Marie-Nicole Lemieux en Fricka (voilée, peut-être parce qu’il s’agit de représenter les principales religions, en l’espèce

  • le polythéisme,
  • le catholicisme,
  • l’islam et
  • le bouddhisme,

le judaïsme étant prudemment évité) traduit cette tension. La voix est

  • pure,
  • solide et
  • expressive.

Cependant, elle dédaigne toute forme de hiératisme ou d’emportement. À mille lieues d’une Stephanie Blythe énorme de fulmination, elle transforme sciemment la déesse en une bobonne un peu dég’ que son jules baguenaude et change volontiers de partenaire sexuelle.

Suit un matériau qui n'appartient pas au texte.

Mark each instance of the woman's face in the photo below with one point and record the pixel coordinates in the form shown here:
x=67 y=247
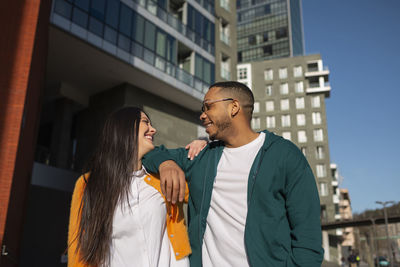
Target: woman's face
x=145 y=135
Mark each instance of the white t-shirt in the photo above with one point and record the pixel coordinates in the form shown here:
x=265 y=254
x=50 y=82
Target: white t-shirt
x=139 y=236
x=224 y=236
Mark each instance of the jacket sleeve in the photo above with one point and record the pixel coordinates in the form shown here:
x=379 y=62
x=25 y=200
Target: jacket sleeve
x=74 y=218
x=303 y=209
x=154 y=158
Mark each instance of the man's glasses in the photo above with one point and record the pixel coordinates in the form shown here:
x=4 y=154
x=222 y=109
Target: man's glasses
x=207 y=104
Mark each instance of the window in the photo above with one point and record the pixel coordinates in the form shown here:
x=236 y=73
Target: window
x=318 y=135
x=297 y=71
x=282 y=73
x=268 y=90
x=270 y=122
x=284 y=89
x=255 y=123
x=301 y=119
x=287 y=135
x=242 y=73
x=256 y=107
x=298 y=87
x=284 y=104
x=315 y=102
x=302 y=136
x=316 y=117
x=323 y=189
x=269 y=106
x=319 y=152
x=299 y=102
x=285 y=119
x=321 y=170
x=269 y=75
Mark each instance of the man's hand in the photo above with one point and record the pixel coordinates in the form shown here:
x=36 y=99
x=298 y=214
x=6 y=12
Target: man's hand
x=172 y=180
x=195 y=147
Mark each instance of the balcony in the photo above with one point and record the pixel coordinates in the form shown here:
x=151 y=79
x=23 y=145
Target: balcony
x=313 y=71
x=225 y=4
x=226 y=74
x=225 y=38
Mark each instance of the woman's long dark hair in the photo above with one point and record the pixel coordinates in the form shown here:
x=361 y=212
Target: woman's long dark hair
x=111 y=168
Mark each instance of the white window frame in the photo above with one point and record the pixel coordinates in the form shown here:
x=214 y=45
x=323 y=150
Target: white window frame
x=269 y=74
x=299 y=87
x=284 y=88
x=283 y=73
x=300 y=103
x=285 y=120
x=301 y=119
x=269 y=105
x=285 y=105
x=270 y=121
x=302 y=136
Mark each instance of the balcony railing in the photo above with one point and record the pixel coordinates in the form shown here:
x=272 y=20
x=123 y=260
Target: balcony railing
x=131 y=47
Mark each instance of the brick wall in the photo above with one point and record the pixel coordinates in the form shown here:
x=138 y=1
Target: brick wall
x=22 y=66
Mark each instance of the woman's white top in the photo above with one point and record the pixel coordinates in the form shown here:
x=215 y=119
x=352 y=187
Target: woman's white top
x=139 y=236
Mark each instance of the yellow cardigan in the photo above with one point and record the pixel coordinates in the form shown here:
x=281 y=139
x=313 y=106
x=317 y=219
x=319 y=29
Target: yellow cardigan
x=176 y=227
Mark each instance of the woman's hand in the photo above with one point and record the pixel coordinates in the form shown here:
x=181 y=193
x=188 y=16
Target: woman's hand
x=195 y=147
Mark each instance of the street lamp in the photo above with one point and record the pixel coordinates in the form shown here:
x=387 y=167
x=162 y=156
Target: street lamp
x=384 y=204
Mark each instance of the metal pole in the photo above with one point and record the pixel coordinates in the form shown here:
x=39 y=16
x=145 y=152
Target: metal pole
x=387 y=230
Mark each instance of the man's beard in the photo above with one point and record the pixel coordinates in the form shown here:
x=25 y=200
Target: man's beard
x=221 y=127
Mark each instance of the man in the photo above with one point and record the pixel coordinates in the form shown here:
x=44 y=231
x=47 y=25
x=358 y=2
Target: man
x=253 y=199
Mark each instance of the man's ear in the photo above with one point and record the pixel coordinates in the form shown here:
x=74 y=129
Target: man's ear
x=235 y=108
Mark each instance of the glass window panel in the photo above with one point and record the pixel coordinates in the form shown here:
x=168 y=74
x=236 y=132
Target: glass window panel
x=124 y=43
x=269 y=105
x=207 y=71
x=110 y=35
x=139 y=29
x=149 y=38
x=270 y=122
x=284 y=104
x=302 y=137
x=96 y=27
x=125 y=20
x=256 y=107
x=63 y=8
x=112 y=13
x=97 y=9
x=198 y=71
x=84 y=4
x=79 y=17
x=161 y=43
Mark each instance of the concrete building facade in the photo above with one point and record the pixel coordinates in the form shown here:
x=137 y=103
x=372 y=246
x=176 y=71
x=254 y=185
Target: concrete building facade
x=99 y=55
x=269 y=29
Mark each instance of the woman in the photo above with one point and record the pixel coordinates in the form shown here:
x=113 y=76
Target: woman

Que l’on n’attende donc point de l’artiste furie ni rugissement. Sa Fricka concentre sa lutte au niveau terre-à-terre qui est celui des dieux wagnériens – ceux dont on se demande parfois s’ils ne seraient pas moins les miroirs des hommes que les hommes ne seraient leurs miroirs. L’autorité rageuse poindra-t-elle dans La Walkyrie ? Pour ce premier volet, n’en déplaise à Georges Brassens, la Pénélope de Marie-Nicole Lemieux n’a aucune pensée interlope. Son chant a beau être propulsé dans une virtuosité stratosphérique avec l’aisance apparente d’une Marie-Nicole Lemieux en grande forme, il reste planté dans la lèche-frites. Voilà bien la vision radicale d’une déesse sans divinité, qui semble s’être résignée au destin médiocre et illusoire des déesses : contrôler la libido de leur gars en essayant de le conserver chez elle.
Appert ainsi la dualité divine entre fatum et déréliction. La tragédie qui se joue et dont Richard Wagner prend plaisir à mettre d’emblée les ingrédients sur la table comme on étale ses lettres au Scrabble est intimement liée au sentiment d’avoir perdu la grâce. Comme Fricka sait – sans jeu de mots, évidemment, tsss, tsss – qu’elle n’est plus guère qu’une épouse bafouée, dépendante de la chirurgie esthétique des alicaments que sont les pommes d’or pour ne pas dépérir, elle se replie sur son petit foyer où elle aspire à n’être qu’une cigale avec son grillon de Wotan. À l’inverse mais dans une même inclination pragmatique, comme Wotan sait que son pouvoir ne tient plus à grand-chose, il n’aspire qu’à jouir du peu de temps qu’il lui reste,

  • sexuellement,
  • martialement,
  • urgemment.

Ce nonobstant, ce petit jeu révèle l’attrition de sa puissance : le dieu doit fuir sa femme pour avoir l’impression d’exister ; et il a besoin de Loge pour contrecarrer ses anciens alliés qu’il a roulés dans la farine. Romeo Castellucci en profite pour ne pas le présenter borgne, alors que le zozo est censé avoir offert son œil en gage d’union (quelle saga !) à Fricka. Est-ce parce que le metteur en scène veut suggérer que, en réalité, Wotan n’a pas donné cet œil ? Est-ce parce qu’il nous incite à penser que, face à l’envie de Fricka d’interner son époux, Wotan a tâché moyen de devenir aussi glissant qu’une vipère, ne respectant aucun accord, ni avec ses ouvriers, ni avec sa femme, ni avec lui-même ? Le personnage incarné par Gábor Bretz (entendu jadis en paysan schoenberguien) résonne de cette contradiction entre

  • sa toute-puissance théorique,
  • sa médiocrité pratique et
  • sa psyché banale de winner devenu loser.

 

Marie-Nicole Lemieux en Suzuki, le 30 octobre 2019 à l’Opéra Bastille. Photo : Bertrand Ferrier.

 

Comme Marie-Nicole Lemieux, la basse hongroise s’est dépouillée de toute autorité. L’effet d’étrangeté est garanti car sa voix

  • ne tremble pas,
  • ne se défausse pas devant les difficultés de la partition
    • (tessiture,
    • tenues et
    • endurance, notamment), et
  • ne se perd pas dans l’acoustique sèche de la Monnaie.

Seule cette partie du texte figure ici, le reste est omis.